Die Eltern unterrichteten ihre Kinder aus „religiösen Gründen“ zuhause und beriefen sich dabei auf die Unterstützung eines Vereins, der sich als „freies christliches Heimschulwerk“ bezeichnet. Die Schulaufsichtsbehörde forderte sie auf, ihre Kinder an einer Schule anzumelden, um die Schulpflicht zu erfüllen. Der Verein sei weder eine öffentliche Schule noch eine anerkannte Ersatz- oder Ergänzungsschule. Dagegen klagten die Eltern und machten eine Verletzung ihres verfassungsrechtlich geschützten Elternrechts geltend.

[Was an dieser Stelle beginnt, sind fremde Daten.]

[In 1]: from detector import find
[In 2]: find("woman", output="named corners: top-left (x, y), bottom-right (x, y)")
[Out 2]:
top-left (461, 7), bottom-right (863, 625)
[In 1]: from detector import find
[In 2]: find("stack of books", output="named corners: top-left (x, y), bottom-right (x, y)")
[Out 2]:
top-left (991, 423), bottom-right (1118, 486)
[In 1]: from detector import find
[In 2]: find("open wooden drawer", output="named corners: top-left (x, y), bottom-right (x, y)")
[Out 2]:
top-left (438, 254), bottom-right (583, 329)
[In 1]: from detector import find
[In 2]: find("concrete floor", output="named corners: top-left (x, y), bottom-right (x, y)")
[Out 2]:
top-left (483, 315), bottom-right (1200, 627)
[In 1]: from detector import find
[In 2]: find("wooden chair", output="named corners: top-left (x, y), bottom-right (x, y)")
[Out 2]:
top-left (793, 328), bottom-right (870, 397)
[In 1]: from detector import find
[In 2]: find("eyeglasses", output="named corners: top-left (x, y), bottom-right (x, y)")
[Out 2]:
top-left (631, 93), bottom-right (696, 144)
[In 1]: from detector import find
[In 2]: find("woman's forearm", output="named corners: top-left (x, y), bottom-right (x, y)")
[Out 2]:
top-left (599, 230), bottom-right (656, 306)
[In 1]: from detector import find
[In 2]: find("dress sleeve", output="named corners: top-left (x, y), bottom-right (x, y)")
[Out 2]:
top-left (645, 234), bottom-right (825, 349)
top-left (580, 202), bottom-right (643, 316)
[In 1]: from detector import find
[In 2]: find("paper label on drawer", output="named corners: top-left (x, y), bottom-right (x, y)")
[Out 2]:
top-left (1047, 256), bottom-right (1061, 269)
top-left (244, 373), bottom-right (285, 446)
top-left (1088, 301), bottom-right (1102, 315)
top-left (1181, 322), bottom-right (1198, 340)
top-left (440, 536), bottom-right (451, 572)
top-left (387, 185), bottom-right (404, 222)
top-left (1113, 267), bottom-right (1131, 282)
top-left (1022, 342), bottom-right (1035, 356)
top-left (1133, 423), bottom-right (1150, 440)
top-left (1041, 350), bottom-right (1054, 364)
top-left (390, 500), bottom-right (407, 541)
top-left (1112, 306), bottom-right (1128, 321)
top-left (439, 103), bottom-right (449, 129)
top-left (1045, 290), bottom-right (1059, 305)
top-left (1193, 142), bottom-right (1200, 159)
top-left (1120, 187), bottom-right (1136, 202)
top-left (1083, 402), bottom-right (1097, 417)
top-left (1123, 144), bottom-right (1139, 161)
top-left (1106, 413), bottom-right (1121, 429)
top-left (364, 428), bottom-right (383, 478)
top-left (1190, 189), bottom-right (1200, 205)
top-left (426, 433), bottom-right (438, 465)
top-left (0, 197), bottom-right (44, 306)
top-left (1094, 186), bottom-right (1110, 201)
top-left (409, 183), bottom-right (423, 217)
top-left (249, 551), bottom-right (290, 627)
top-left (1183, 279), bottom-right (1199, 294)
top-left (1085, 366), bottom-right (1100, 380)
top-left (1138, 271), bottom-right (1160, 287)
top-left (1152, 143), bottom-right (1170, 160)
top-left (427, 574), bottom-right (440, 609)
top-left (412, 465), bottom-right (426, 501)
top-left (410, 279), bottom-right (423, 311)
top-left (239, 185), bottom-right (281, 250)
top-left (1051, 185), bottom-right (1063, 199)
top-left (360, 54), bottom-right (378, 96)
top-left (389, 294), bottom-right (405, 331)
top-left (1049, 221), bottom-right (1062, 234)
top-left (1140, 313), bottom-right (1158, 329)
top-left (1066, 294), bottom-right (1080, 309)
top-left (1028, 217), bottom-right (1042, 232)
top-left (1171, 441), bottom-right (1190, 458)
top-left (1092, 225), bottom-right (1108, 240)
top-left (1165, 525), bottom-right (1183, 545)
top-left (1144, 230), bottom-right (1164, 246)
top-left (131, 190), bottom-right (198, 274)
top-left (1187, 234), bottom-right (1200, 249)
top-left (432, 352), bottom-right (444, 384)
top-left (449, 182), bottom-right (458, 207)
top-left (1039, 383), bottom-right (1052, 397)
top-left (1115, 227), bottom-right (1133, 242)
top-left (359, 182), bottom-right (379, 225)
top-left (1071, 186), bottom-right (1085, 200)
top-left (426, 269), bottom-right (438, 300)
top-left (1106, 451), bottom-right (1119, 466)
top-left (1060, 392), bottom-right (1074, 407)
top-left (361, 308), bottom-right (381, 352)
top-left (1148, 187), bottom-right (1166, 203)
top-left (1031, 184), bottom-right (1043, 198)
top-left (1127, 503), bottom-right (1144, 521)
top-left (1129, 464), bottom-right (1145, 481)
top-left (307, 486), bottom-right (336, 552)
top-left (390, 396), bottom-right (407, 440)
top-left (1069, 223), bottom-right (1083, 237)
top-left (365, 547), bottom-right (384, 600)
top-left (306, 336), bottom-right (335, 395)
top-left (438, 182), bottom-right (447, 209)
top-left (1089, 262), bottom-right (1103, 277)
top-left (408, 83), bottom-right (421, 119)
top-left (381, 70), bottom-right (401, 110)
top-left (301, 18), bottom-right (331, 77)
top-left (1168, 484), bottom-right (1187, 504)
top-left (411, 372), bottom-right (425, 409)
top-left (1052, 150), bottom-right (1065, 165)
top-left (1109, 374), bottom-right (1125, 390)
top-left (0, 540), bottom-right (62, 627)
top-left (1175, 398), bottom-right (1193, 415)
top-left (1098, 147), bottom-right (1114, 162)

Das Gericht wies die Klage zurück. Nach dem nordrhein-westfälischen Schulgesetz seien Eltern verpflichtet, ihre Kinder an einer Schule anzumelden, so die Richter. Der Verein könne eine Schule nicht ersetzen, zumal er selbst keinen Unterricht anbiete, sondern Eltern lediglich fachlich und pädagogisch unterstütze. Da die Schulbesuchspflicht gesetzlich verankert sei, spiele es zudem keine Rolle, ob Bildung und Erziehung der Kinder auf andere Weise gewährleistet werden könnten.